University of Kansas, Spring 2003
Philosophy 161: Introduction to Ethics, Honors
Ben Eggleston—eggleston@ku.edu
Test Questions—Meta-ethics
The test will be given in class on Wednesday, February 26, and will consist
of 100 points’ worth of the following questions: three 20-point questions and
four 10-point questions. There may also be a bonus
question or two, not listed here.
- (20 points:) What is cultural relativism? What is one statement or belief
that people might associate with cultural relativism, but that is not actually
equivalent to that view?
- (10 points:) What is the cultural-differences argument? What is one
of Rachels’s objections to this argument?
- (10 points:) What is one implication of cultural relativism that Rachels
mentions as an objection to that view?
- (20 points:) What is simple subjectivism, and what is emotivism? What is
the main difference between them?
- (10 points:) What are the two objections to simple subjectivism that
Rachels mentions?
- (10 points:) What standard, if any, does emotivism provide for what counts
as a reason in support of a particular moral judgment?
- (20 points:) What are two independent interpretations of the concepts of
the natural and the unnatural that might be used to try to
derive moral principles from statements about what is natural and what is
unnatural? What criticisms can be offered against attempts to derive morality
from nature that are based on these two interpretations of these concepts?
Why, in general, is it so hard to derive moral principles from statements
about nature?
- (10 points:) What point is Hume making in the passage in which he writes,
“I am surpriz’d to find, that instead of the usual copulations of
propositions, is, and is not, I meet with no proposition that is
not connected with an ought, or an ought not”?

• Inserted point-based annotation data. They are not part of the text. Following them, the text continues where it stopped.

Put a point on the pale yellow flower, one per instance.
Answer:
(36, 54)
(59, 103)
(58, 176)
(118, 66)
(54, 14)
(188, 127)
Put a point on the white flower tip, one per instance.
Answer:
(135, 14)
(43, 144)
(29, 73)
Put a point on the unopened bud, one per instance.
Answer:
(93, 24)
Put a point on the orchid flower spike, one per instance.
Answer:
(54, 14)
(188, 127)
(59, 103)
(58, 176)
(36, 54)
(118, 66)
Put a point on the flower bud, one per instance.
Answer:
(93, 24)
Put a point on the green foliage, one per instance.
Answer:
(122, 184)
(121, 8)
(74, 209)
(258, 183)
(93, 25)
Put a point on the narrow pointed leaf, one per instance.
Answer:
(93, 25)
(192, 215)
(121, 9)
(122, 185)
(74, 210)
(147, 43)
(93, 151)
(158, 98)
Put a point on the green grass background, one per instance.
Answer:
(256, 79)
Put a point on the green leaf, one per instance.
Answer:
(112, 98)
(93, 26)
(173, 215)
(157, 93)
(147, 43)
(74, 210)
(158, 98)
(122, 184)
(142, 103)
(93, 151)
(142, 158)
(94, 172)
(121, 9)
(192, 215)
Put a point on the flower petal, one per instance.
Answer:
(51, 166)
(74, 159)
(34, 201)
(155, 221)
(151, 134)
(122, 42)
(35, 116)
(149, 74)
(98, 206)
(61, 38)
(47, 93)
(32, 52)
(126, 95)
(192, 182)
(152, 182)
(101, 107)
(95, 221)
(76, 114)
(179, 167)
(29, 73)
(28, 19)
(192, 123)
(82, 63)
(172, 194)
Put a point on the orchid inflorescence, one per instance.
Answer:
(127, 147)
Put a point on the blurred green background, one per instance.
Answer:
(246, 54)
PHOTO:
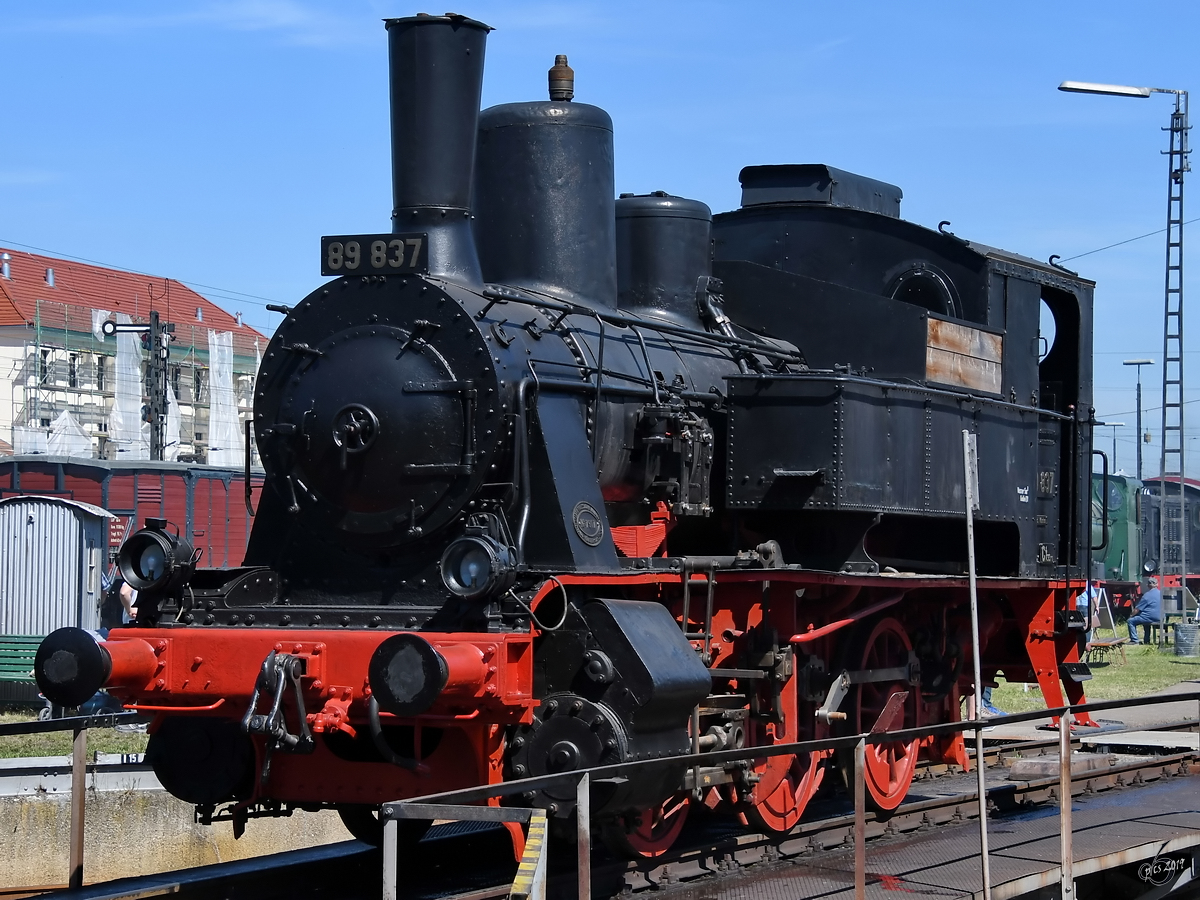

- (20 points:) What is the main point of Stevenson’s paper “The Emotive
Meaning of Ethical Terms”? What would Stevenson say to someone who says, “You
promised to mow my lawn; now you are just being irrational if you fail to see
that it would be wrong for you not to mow my lawn”?
- (10 points:) What are the two standard interpretations of the
divine-command theory?
- (20 points:) What two objections to the first interpretation of the
divine-command theory does Rachels offer?
- (10 points:) What is psychological egoism? What is one statement or belief
that people might associate with psychological egoism, but that is not
actually equivalent to that view?
- (20 points:) Suppose someone were to say that psychological egoism is true
because people don’t do things they don’t want to do, and wanting is an
inherently self-interested state of mind. What can be said against this
argument for psychological egoism?
- (10 points:) What is the relevance, to psychological egoism, of the
notion of a theory’s being verifiable?